The Vegetable Garden
( Originally Published Early 1900's )
" It is unfortunate that so many farm gardens are ruined at the outset by inferior seed. In the country," writes A. B. Ross of Pennsylvania, '' we depend on the country store for our seed far too much, and we are careless. Look out for the gaudily illustrated seed box. If you knew its hoary and shameless record you might believe in total depravity. Old seed, inferior seed, everything that makes the garden third rate, is hidden in the little 5-cent envelope. And, if your congressman gets the government to send you garden seed, vote against him; he hasn't enough sense to be allowed at large in Washington. Just why it is that our great agricultural department does not put out better garden seed, I cannot understand. In our farming work we have had invaluable and most accurate assistance from the government for several years; it would be hard to over-estimate the benefit, but as for the garden seed, we will have none of it.
"As a matter of fact, there is no such thing as cheap seed. Twenty dollars a pound for cauliflower seed the Long Island truckers pay, and are glad of the chance to get it. They could buy for $5 a pound, but they could not afford to take that seed as a gift. Start in right. Make up your mind to pay a good price for good seed, and pay it without a whimper. There is no use in sowing trouble and disappointment.
"Write for catalogs to reliable seed houses. You will find their advertisements in the better-class farm journals and magazines. When you get the catalogs, get to work. The study of catalogs is much harder work than planting the garden. Apparently seed houses lack sense of both humor and proportion. About everything they advertise is recomended so highly that choosing just which to plant is as difficult as threading a needle in the dark.
"I wish to pay a tribute to a man in Iowa for his courage. I have never used his seed, because when I got his catalog I had supplied myself with about all I needed. But his style in commenting on his wares is refreshing. He has not the least hesitation in condemning some of the seeds he lists; and when he has something which he thinks is of high grade, he says so with the same wholesome candor. After all, if you study it out, there is considerable shrewd sense in his frank- ness. It inspires trust. I wish that some of the eastern seed houses would inculcate that same spirit. It would save the poor worried buyer a lot of trouble.

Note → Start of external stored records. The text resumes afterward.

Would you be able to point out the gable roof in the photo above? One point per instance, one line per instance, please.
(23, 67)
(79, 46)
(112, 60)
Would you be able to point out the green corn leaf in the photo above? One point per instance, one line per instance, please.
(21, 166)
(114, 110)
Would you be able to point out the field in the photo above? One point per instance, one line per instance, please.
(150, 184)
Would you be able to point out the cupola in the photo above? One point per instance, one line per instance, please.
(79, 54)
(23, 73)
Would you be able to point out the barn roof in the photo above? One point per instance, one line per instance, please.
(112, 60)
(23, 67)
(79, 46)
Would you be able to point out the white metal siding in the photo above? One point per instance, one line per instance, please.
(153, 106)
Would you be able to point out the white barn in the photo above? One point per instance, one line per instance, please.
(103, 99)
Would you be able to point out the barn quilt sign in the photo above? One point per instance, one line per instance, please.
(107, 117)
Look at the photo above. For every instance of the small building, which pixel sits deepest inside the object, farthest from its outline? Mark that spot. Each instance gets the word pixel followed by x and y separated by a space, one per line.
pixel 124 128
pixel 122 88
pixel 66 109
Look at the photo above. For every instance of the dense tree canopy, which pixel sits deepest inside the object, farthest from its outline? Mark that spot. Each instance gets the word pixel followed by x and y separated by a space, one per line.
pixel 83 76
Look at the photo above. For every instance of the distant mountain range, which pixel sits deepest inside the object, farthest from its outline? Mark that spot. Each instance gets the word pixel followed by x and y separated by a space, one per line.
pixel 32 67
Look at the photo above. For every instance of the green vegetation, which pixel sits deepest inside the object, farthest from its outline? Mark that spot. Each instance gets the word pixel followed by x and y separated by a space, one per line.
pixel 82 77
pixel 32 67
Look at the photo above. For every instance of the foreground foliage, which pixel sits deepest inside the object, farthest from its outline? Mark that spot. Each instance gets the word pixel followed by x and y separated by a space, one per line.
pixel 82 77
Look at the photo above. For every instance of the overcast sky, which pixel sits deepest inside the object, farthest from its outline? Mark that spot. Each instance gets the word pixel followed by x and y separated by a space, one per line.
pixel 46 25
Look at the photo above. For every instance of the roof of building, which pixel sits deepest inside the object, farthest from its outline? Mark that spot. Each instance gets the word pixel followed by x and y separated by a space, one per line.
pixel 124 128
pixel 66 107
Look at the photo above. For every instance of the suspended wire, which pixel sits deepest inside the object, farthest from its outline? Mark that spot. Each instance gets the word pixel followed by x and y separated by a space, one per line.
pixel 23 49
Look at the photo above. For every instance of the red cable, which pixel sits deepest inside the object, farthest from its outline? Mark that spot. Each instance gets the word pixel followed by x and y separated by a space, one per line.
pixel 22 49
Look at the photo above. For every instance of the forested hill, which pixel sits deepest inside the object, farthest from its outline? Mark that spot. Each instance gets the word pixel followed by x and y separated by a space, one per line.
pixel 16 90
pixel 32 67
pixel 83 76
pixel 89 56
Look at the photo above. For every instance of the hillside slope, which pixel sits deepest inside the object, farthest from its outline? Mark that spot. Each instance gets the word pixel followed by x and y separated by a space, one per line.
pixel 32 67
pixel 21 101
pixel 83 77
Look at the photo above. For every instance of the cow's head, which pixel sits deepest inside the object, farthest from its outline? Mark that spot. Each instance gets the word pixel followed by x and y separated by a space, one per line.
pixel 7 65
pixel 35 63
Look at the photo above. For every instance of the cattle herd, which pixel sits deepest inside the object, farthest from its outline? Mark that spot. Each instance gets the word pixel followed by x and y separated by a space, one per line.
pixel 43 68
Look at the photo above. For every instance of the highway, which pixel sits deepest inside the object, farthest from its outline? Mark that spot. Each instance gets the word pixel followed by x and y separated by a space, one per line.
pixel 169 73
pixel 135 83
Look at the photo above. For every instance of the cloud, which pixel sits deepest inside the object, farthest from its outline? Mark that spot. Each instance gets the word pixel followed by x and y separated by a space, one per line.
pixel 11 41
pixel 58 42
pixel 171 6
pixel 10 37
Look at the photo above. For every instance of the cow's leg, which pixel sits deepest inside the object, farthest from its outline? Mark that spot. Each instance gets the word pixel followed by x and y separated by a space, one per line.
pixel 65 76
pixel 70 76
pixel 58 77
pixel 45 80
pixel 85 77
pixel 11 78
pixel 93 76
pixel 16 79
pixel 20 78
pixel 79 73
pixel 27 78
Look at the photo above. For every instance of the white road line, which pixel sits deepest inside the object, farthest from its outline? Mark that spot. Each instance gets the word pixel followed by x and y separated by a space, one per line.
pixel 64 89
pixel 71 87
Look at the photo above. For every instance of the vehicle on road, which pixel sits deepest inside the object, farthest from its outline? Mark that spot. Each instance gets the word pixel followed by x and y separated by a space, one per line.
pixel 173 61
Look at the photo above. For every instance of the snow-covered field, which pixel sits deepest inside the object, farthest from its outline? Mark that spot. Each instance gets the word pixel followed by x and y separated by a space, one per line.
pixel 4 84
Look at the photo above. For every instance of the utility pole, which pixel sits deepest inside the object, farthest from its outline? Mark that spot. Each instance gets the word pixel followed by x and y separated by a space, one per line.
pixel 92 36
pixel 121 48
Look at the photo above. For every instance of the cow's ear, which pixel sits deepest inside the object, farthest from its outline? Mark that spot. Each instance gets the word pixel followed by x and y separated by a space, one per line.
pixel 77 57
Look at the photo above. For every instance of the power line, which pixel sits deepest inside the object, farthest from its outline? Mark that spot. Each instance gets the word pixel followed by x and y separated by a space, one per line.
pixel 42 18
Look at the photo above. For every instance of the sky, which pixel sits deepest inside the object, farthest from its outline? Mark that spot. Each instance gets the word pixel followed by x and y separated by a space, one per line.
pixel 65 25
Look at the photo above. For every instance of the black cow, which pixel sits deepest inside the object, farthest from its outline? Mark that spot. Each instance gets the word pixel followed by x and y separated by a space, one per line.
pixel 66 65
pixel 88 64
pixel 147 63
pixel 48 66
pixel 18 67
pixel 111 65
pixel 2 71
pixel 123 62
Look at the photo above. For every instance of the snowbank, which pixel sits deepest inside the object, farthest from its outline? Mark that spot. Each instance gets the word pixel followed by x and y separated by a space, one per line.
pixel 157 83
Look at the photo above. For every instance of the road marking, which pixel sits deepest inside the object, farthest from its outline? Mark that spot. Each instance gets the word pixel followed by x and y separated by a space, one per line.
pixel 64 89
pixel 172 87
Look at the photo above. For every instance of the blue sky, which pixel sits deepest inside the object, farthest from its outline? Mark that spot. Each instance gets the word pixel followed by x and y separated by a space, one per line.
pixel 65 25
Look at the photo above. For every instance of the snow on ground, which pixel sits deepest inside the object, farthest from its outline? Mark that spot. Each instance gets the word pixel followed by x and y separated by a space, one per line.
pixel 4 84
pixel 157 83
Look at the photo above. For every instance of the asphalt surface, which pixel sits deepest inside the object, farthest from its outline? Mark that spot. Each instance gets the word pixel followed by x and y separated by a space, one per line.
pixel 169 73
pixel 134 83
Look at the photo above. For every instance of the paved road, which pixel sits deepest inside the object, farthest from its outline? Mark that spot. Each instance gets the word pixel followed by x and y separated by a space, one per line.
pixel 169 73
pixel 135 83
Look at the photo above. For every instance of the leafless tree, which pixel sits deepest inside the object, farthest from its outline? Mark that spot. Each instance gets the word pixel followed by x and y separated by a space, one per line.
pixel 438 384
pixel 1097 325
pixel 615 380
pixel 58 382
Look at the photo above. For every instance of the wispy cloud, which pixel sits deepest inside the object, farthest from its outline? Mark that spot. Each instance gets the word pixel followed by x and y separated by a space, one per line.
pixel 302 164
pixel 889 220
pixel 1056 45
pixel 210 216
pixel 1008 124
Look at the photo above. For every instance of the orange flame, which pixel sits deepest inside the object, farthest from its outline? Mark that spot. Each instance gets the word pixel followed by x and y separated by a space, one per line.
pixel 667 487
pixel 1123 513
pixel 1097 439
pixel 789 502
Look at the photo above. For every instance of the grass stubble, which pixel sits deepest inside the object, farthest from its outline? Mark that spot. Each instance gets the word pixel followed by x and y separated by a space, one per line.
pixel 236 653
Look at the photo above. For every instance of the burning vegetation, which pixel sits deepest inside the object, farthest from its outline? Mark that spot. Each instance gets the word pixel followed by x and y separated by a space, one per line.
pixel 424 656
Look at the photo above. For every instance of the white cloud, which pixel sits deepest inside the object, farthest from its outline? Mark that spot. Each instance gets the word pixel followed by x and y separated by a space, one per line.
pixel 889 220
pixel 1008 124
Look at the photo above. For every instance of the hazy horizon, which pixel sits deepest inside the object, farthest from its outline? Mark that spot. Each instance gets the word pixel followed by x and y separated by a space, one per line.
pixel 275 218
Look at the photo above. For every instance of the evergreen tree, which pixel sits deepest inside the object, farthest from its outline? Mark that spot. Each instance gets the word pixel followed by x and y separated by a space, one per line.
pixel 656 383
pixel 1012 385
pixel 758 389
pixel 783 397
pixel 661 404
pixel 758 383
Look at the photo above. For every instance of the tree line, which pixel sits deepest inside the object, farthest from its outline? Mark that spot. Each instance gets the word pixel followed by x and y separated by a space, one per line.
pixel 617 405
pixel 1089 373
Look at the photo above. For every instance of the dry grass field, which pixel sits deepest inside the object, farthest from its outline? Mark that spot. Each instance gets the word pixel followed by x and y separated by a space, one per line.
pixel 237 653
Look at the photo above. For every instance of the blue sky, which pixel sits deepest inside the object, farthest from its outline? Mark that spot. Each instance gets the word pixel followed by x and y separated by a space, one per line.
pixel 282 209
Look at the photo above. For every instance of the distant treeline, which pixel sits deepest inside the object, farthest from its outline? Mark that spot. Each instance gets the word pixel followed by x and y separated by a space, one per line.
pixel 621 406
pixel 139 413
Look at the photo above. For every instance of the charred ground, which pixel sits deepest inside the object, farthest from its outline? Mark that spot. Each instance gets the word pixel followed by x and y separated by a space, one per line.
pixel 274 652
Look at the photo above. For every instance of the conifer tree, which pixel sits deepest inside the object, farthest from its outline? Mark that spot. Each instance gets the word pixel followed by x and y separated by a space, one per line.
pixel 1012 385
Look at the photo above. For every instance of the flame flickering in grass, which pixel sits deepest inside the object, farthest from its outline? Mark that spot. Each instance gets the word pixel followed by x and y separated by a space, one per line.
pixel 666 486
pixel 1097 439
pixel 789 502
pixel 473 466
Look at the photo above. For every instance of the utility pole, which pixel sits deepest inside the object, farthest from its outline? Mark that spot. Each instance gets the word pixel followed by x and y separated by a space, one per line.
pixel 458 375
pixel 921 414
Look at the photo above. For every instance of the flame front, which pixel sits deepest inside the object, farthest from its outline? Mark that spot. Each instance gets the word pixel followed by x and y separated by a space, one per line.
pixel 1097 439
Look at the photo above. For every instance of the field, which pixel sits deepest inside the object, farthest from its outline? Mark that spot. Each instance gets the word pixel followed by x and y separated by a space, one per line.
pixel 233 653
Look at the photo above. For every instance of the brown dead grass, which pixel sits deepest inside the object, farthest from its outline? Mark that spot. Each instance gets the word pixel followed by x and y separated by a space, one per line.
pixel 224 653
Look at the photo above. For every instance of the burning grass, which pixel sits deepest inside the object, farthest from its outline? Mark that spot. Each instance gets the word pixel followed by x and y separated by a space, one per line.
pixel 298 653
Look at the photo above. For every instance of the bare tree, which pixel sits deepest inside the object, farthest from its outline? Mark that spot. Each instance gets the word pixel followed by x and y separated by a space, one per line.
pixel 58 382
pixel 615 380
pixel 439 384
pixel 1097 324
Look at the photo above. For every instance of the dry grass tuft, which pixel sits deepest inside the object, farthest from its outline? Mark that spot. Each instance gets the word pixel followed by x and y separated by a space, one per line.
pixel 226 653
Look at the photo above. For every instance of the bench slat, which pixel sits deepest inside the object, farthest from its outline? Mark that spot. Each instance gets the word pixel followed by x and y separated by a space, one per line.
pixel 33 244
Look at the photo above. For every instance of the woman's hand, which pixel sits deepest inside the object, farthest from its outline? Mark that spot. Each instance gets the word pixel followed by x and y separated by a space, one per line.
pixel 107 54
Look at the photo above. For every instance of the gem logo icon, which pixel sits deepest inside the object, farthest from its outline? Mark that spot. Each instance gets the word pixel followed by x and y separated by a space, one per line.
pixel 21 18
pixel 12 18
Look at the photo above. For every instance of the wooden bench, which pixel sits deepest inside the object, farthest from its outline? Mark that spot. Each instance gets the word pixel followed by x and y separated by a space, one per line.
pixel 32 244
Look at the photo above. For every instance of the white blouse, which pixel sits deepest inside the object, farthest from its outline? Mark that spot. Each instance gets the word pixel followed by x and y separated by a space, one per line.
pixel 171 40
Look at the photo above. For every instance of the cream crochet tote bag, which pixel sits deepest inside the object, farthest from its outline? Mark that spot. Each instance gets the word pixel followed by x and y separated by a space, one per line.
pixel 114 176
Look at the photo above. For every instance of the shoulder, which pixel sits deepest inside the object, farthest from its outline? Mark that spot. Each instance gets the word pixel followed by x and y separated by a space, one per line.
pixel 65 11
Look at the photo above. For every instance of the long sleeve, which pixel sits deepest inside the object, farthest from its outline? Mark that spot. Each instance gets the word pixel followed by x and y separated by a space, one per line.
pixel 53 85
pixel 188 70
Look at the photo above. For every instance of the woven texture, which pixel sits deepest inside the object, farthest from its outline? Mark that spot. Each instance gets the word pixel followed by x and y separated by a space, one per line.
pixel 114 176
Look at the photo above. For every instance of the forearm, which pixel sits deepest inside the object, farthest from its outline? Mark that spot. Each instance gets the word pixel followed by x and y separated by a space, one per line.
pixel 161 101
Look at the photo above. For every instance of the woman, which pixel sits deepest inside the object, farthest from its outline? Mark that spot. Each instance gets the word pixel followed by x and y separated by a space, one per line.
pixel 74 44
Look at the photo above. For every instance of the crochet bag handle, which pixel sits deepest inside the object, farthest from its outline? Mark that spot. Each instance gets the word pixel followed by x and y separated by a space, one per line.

" The safest seed house, however, is your own garret. When you raise something which grades high, be sure to save and cure your own seed; and always try to save an extra supply to provide against the hard luck of a bad season.
" The seed houses are beginning to realize more and more the necessity of growing some of their seed in the north, under invigorating climatic conditions. In comparative experiments I have found that seed from far north gave plants that would make more vigorous growth, yield better quality of garden stuff and resist drouth, frost, and disease better than their southern competitors. Bush beans, for instance, from eastern and from northern seed were planted side by side, a late frost did not seriously injure the one set of plants, but almost totally destroyed the other.